According to research published in Current Directions in Psychological Science, Americans between 50 and 65 are getting lonelier, more depressed, and physically weaker. They’re even showing worse memory than previous generations, and they’re all much worse off than their peers in other wealthy countries.
This is measurable and based on decades of international data. Taken together, the findings indicate that Americans are trending downward across multiple indicators. Middle-aged Americans were lonelier, more depressive, had worse memories, and had far weaker grip strength than middle-aged people in, for instance, northern Europe. Even the lives of middle-aged people in countries like England and Mexico are steadily improving, while American middle-aged folks are falling precipitously.
If you guessed that literally everything about the United States is the problem here, you are correct.

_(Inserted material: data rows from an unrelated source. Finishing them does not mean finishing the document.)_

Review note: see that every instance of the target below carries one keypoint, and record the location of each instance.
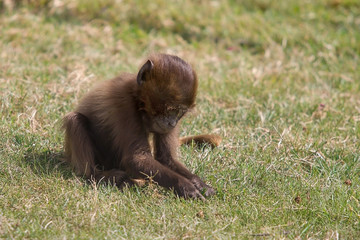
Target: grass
(279, 80)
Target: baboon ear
(144, 70)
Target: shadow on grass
(48, 163)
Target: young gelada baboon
(107, 136)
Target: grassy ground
(279, 80)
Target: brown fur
(106, 137)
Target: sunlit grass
(279, 80)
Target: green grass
(279, 80)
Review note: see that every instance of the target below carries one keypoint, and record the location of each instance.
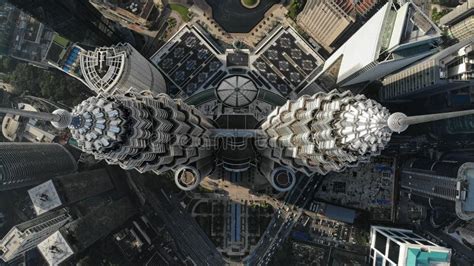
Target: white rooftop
(44, 197)
(55, 249)
(362, 48)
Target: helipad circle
(237, 91)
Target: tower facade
(146, 133)
(323, 133)
(441, 184)
(26, 164)
(118, 69)
(447, 70)
(76, 20)
(28, 235)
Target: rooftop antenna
(399, 122)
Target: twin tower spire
(314, 134)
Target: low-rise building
(460, 21)
(393, 246)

The researchers say that, compared to other wealthy nations, the United States has weaker social safety nets, higher income inequality, and less investment and family support systems. Places like Germany and Sweden offer childcare subsidies, parental leave, and direct financial support from the government. Meanwhile, the United States has an “every man for himself” philosophy that hurts everyone and helps no one.

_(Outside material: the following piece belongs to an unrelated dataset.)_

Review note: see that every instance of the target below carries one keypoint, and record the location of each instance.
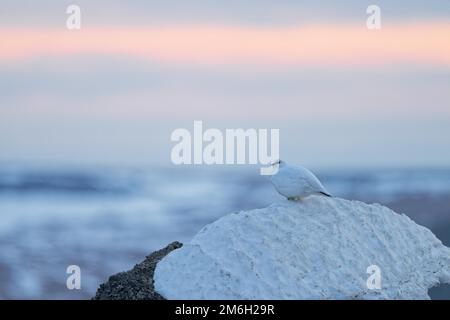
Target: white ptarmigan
(296, 182)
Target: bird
(296, 182)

There is also the matter of healthcare. Where all these other countries have some form of public health insurance that covers most, if not all, of their citizens, the United States has a bizarre, Byzantine patchwork of wildly expensive, inconsistent private insurance systems with a few woefully underfunded public systems mixed in. There’s also the pesky little fact that so much of American insurance is tied to employment, and that many Americans who are functionally employed full-time are considered contract workers and therefore cannot get insurance through the company that is ostensibly their employer.

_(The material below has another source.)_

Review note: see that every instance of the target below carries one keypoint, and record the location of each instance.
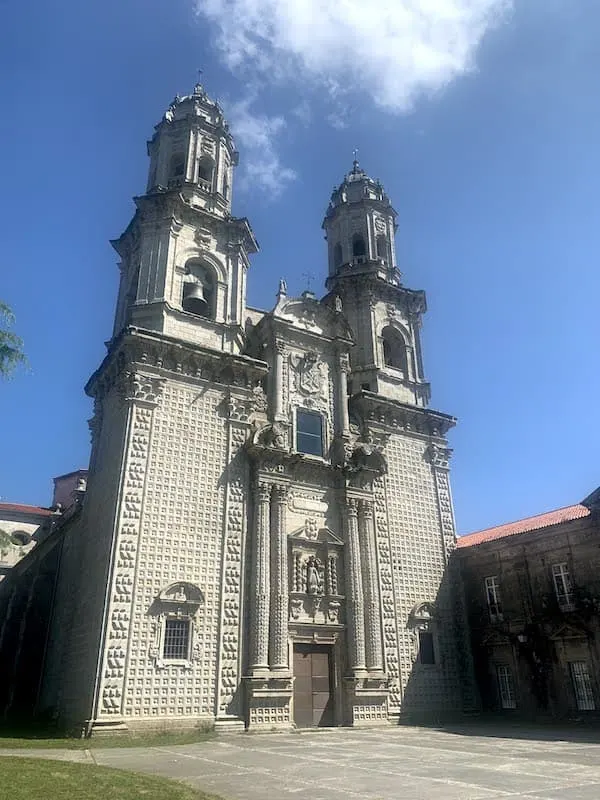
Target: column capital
(280, 492)
(352, 507)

There are other factors at play, such as the fact that middle-aged people in other wealthy countries don’t move as often as Americans do, which prevents Americans from forming long-term ties to their local communities. And then there’s the fact that, since the US economy and job market have been hitting younger Americans especially hard, middle-aged Americans have to financially support them while also caring for their own elderly parents. Add all sorts of negative economic factors like the rising cost of housing and stagnant wages, and you’ve got a generation of middle-aged Americans who are falling apart at the seams in every conceivable way.
When you read stuff like this, it’s good to keep in mind that all of this is a choice. If it’s happening in one place and not happening in a bunch of other places, those other places clearly chose to ensure that this kind of thing cannot and should not happen on their turf. Sadly, and unfortunately, in the United States, our leaders are dead set on ensuring that it absolutely does and will continue to happen for as long as they are in control.